At issue in the case were several provisions of the Immigration and Nationality Act authorizing the removal of an alien convicted of a state-law felony for “sexual abuse of a minor.” Esquivel-Quintana was convicted of violating California’s statutory rape law. That law makes it a crime for a person to have sexual intercourse with a “minor” who is more than three years younger than the perpetrator, and it defines “minor” as a person under 18. The Board of Immigration Appeals held that Esquivel-Quintana’s conviction provided a basis for removal.
The Supreme Court reversed. It refused to defer to the Board’s interpretation, concluding that the Immigration Act unambiguously defined minor as a person younger than 16. But here’s the thing. The text of the Immigration Act does not define minor. Nor does minor have a single, commonly accepted definition. Sometimes it refers to someone under 21 (drinking), other times to someone under 18 (most things), and still other times other times to someone under 16 (driving). So to support its conclusion that the Act unambiguously defines minor as under 16, the Court pointed to dictionary definitions, state laws, and other federal acts defining minor.
As others have noted, it’s hard to say that those materials unambiguously establish that the Immigration Act defines minor as younger than 16. Consistent with the different uses I just mentioned, dictionaries do not uniformly define minor as under 16. Nor do state laws. And although it is true that other federal statutes define minor as under 16, the absence of a comparable definition (or a cross reference to those other statutes) in the Immigration Act arguably suggests that it does not adopt the same definition. These ambiguities suggest that the Act does not firmly establish a minor as under 16.
But another important point is that the Court’s approach shifts the line between Chevron’s step 1 and step 2. Dictionaries are a fair way to ascertain a word’s meaning because their function is to define words. But state laws and other federal laws are another story. Their function is to regulate, not provide definitions. They can provide insights into meanings of words used in other statutes, but that is only incidental. It is for this reason that courts turn to other statutes when interpreting a statute that is unclear on its face. Those other statutes are just circumstantial evidence of meaning—just like legislative history, the social events giving rise to the enactment of a statute, and the countless other things courts look at when interpreting ambiguous statutes. By claiming that those other statutes can establish unambiguity, Esquivel-Quintana shifted the role of other statutes from Chevron step 2 to Chevron step 1.

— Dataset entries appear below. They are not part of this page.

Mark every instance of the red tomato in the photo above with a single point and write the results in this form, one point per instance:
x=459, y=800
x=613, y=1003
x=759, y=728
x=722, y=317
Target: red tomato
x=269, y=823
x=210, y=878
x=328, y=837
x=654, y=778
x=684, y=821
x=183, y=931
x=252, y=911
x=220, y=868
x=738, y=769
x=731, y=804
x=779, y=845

Maybe the Court meant in Esquivel-Quintana to make another inroad on Chevron. But if we accept Chevron and its premise that agencies have the primary authority to interpret statutes, agencies should not be forced to dig through the federal and state code books when rendering their interpretations. Their job is to implement policies that are consistent with the text of the statute, not to try to uncover Congress’s intent through archaeology. Permitting a court to determine that a law is unambiguous based on other state and federal laws impairs the ability of agencies to accomplish that task.